Intervention de Erwan Balanant

Réunion du mardi 1er décembre 2020 à 17h30
Commission des lois constitutionnelles, de la législation et de l'administration générale de la république

Photo issue du site de l'Assemblée nationale ou de WikipediaErwan Balanant :

« Devant l'enfant, la décision judiciaire n'est valable que si elle exprime un acte de solidarité et d'amitié. » Ces mots de Jean Chazal, dans L'enfance délinquante, illustrent parfaitement l'esprit de l'ordonnance du 11 septembre 2019, qui nous est aujourd'hui soumise pour ratification.

Cette ordonnance s'inscrit dans le prolongement de plusieurs études telles que le rapport Varinard de 2018 et le rapport de la mission d'information conduite début 2019 par nos collègues Jean Terlier et Cécile Untermaier. Leurs conclusions sont formelles : les principes cardinaux de l'ordonnance du 2 février 1945 ont été remis en question, tant dans leur lettre, au fil des trente-neuf modifications apportées au texte, avec une tendance au durcissement de notre politique pénale à l'égard des mineurs, que dans la pratique judiciaire, certains de ces principes s'avérant largement inadaptés à l'évolution de la délinquance juvénile.

Le groupe Mouvement démocrate et démocrates apparentés se félicite du travail remarquable qui a mené à la rédaction de l'ordonnance du 11 septembre 2019, laquelle représente indéniablement une modernisation substantielle du droit pénal des mineurs.

Nous saluons en particulier le raccourcissement du délai de traitement des affaires, qui passera de dix-huit mois, en moyenne, à un an, avec l'intervention d'un jugement sur la culpabilité à l'issue d'un délai de trois mois. Cette première audience permettra aux mineurs de bénéficier d'une mesure éducative sans décalage temporel entre la commission de l'infraction et la réponse apportée ; cela est primordial pour que le mineur prenne conscience de la gravité des faits qui lui sont reprochés et renonce, dans de nombreux cas – nous l'espérons –, à un nouveau passage à l'acte. La tenue accélérée de cette audience bénéficiera également aux victimes, qui pourront être indemnisées plus rapidement.

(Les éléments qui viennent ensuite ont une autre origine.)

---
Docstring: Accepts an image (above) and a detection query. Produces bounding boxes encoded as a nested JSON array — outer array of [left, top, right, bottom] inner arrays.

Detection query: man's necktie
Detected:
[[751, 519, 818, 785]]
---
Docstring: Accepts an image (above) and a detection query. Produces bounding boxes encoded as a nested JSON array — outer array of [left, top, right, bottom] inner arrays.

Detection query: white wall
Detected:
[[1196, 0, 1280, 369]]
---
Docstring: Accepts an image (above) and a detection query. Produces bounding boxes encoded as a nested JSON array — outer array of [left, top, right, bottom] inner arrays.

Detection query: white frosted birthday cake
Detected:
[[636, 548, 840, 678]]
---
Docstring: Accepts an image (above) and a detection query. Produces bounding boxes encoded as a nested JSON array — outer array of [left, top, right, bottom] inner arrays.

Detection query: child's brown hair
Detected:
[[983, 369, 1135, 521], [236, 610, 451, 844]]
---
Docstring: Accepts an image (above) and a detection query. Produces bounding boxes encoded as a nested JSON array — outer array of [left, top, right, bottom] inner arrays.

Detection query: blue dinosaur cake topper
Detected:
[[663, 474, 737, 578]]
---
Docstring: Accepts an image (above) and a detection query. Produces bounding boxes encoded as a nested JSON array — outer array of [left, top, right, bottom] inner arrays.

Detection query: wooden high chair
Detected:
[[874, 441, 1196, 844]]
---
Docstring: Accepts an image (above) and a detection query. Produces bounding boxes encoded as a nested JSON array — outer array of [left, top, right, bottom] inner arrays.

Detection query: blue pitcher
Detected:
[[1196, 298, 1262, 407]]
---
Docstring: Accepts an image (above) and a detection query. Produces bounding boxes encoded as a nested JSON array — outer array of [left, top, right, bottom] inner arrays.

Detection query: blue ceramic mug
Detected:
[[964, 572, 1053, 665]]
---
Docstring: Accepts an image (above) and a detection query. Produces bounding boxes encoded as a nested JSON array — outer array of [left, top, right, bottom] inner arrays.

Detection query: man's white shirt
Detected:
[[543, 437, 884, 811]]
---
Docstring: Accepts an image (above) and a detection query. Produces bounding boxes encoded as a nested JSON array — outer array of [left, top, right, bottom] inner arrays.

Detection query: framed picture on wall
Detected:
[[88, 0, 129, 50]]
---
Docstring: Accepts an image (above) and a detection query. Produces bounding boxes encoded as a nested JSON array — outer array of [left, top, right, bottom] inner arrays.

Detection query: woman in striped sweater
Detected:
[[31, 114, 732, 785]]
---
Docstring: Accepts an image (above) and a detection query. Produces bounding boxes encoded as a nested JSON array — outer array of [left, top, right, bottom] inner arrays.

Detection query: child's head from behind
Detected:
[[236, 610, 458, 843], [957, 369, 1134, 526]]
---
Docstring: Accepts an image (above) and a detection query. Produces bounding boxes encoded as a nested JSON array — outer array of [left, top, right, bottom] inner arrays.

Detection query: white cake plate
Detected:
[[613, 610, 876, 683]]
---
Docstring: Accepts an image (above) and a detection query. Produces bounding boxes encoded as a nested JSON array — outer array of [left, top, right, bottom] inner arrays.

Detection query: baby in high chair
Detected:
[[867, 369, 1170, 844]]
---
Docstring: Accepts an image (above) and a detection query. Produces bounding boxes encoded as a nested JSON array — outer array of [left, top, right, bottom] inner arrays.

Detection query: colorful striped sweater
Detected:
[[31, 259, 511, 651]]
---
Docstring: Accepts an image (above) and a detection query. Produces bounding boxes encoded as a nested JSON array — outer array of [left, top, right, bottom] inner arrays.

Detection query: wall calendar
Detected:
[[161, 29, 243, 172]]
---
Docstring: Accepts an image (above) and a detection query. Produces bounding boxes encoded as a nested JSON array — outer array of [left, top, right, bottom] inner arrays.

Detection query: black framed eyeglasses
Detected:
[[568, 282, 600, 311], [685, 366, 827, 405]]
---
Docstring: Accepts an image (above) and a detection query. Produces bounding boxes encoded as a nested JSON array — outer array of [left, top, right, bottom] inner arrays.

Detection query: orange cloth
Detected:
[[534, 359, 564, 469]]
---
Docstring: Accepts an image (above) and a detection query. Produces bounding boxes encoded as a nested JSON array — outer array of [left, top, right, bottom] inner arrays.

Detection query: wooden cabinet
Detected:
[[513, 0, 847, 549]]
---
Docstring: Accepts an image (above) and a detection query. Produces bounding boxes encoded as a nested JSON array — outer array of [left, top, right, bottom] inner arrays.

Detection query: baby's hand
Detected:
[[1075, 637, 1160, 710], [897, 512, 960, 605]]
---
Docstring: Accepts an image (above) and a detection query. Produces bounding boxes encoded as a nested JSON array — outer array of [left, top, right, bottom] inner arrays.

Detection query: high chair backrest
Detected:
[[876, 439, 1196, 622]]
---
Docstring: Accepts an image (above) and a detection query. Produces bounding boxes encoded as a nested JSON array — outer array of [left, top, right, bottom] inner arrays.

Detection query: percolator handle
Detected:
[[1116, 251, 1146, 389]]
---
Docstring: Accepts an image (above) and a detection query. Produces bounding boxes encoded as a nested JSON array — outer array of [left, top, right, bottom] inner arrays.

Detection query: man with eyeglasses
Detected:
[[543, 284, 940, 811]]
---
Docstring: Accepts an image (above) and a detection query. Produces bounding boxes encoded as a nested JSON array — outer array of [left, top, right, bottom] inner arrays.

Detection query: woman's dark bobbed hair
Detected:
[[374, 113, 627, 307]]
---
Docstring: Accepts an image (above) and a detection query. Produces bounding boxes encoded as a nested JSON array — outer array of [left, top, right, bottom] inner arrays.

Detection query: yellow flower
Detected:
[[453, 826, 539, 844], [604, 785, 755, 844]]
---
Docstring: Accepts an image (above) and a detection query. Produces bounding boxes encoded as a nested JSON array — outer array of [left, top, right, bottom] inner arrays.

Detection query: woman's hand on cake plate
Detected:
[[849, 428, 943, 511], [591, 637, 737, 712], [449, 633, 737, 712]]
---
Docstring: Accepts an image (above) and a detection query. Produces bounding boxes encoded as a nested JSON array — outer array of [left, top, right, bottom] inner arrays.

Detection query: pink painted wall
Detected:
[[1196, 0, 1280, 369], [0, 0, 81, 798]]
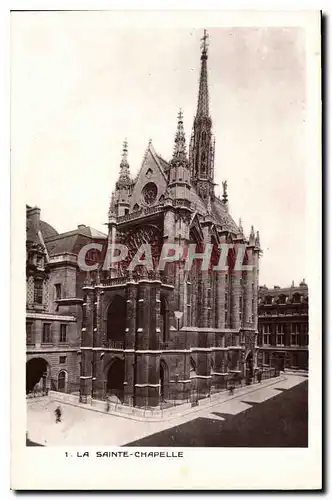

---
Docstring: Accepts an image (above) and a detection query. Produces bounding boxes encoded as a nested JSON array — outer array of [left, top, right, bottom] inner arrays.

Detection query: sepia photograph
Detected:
[[11, 6, 321, 489]]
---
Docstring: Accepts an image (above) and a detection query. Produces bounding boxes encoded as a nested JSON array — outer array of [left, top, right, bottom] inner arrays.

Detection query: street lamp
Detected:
[[174, 311, 187, 396]]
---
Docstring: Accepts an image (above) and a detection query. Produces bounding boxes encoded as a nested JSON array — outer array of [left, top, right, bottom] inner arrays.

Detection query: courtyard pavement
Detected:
[[27, 375, 307, 446]]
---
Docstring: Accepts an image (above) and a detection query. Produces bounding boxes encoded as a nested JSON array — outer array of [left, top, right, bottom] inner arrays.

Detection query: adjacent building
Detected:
[[258, 280, 309, 370], [26, 206, 106, 393]]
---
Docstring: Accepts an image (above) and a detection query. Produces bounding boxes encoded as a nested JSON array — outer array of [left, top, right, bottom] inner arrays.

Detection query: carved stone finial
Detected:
[[222, 181, 228, 203]]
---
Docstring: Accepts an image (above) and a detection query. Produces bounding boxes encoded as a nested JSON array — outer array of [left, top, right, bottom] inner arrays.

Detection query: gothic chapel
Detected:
[[80, 32, 260, 406]]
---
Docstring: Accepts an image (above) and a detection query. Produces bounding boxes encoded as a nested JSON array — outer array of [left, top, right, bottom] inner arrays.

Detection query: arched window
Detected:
[[278, 295, 286, 304], [107, 358, 125, 402], [58, 370, 67, 392], [190, 358, 197, 378]]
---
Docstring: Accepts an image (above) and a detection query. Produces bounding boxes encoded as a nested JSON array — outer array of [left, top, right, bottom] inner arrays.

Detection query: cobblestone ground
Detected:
[[27, 375, 306, 446]]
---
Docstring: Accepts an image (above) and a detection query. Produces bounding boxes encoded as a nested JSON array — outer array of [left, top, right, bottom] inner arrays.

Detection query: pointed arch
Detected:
[[160, 295, 169, 342], [106, 357, 125, 402]]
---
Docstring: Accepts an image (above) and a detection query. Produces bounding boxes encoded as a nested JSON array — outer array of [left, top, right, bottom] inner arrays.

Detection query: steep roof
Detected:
[[45, 224, 107, 255]]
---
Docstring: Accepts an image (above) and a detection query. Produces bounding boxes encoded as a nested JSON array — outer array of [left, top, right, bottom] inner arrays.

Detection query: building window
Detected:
[[37, 255, 44, 269], [54, 283, 61, 300], [43, 323, 52, 344], [60, 324, 67, 342], [263, 325, 271, 345], [33, 279, 43, 304], [279, 295, 286, 304], [25, 323, 33, 345], [291, 323, 300, 345], [277, 325, 284, 345]]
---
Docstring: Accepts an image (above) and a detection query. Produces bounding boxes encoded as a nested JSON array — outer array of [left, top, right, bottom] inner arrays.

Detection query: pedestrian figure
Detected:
[[54, 406, 62, 424]]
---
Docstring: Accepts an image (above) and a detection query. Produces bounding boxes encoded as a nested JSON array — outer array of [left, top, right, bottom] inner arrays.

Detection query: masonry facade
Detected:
[[26, 206, 106, 394], [80, 30, 260, 406], [258, 280, 309, 370]]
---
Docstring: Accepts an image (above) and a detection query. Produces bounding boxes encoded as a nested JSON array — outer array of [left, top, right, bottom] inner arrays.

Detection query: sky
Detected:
[[11, 12, 306, 286]]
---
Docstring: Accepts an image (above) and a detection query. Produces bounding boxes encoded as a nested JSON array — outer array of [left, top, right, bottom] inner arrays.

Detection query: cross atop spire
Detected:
[[196, 30, 209, 117], [116, 139, 131, 189]]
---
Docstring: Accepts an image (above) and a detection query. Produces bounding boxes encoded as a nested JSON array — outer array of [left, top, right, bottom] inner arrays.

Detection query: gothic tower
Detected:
[[189, 30, 215, 204]]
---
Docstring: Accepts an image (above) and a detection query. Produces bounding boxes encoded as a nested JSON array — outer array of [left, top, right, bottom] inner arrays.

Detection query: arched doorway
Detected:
[[107, 295, 126, 343], [26, 358, 48, 394], [106, 358, 125, 402], [159, 359, 168, 402]]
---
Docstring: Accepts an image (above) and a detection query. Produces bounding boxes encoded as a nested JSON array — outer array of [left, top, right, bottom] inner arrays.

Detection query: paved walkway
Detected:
[[27, 375, 306, 446]]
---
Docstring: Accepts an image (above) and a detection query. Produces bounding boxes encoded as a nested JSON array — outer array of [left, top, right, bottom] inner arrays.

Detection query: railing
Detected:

L'établissement d'une présomption de discernement à l'âge de 13 ans constitue, là encore, une mesure visant à augmenter la protection octroyée aux enfants. Nous vous rejoignons pleinement sur l'opportunité de créer cette présomption et de lui conférer un caractère simple, l'appréciation casuistique in specie devant prévaloir en toute situation. La présomption contraire de non-discernement avant l'âge de 13 ans nous semble également primordiale. Nous vous suggérons de la rendre irréfragable afin qu'aucun enfant en bas âge ne puisse voir sa responsabilité pénale engagée. Une telle mesure permettrait de mettre la France en conformité avec ses engagements internationaux, le Comité international des droits de l'enfant ayant déjà relevé à plusieurs reprises nos manquements à cet égard.

La création d'un code de la justice pénale des mineurs mérite également notre attention. Cette codification améliorera la lisibilité des différentes règles applicables et, en conséquence, favorisera l'accès au droit et son effectivité, ce dont nous nous réjouissons. Toutefois, à l'instar du Défenseur des droits, de la Commission nationale consultative des droits de l'homme et de l'UNICEF, nous pensons qu'il serait nécessaire d'aller plus loin et de créer un véritable code des mineurs regroupant l'ensemble des règles civiles, pénales et administratives applicables aux enfants et aux adolescents – je rejoins en ce sens les propos d'Antoine Savignat. C'est en effet sous le prisme d'une approche transversale que nous pourrons accorder aux mineurs une protection plus efficace, individualisée et prenant en compte les différents aspects de leur vie.

Nous devons également renforcer les synergies entre les différents acteurs de l'enfance. Par exemple, les situations de violence scolaire qui dégénèrent sont davantage liées à un manque de coordination entre les différents acteurs de l'éducation nationale, des services sociaux et de la justice qu'à un déficit de dispositifs de prise en charge. Nous défendrons plusieurs amendements visant à encourager cette coopération, issus de la réflexion sur le harcèlement scolaire que j'ai menée au début de l'année.

Monsieur le Garde des sceaux, le groupe Mouvement démocrate et démocrates apparentés adhère largement à cette réforme de la justice des mineurs et vous remercie pour votre engagement sur ce sujet. Je souhaiterais vous interroger sur les mesures concrètes que vous envisagez d'adopter pour développer de manière systématique ces coopérations entre les différents acteurs de l'enfance, notamment entre les magistrats, les services sociaux, les médecins et l'éducation nationale.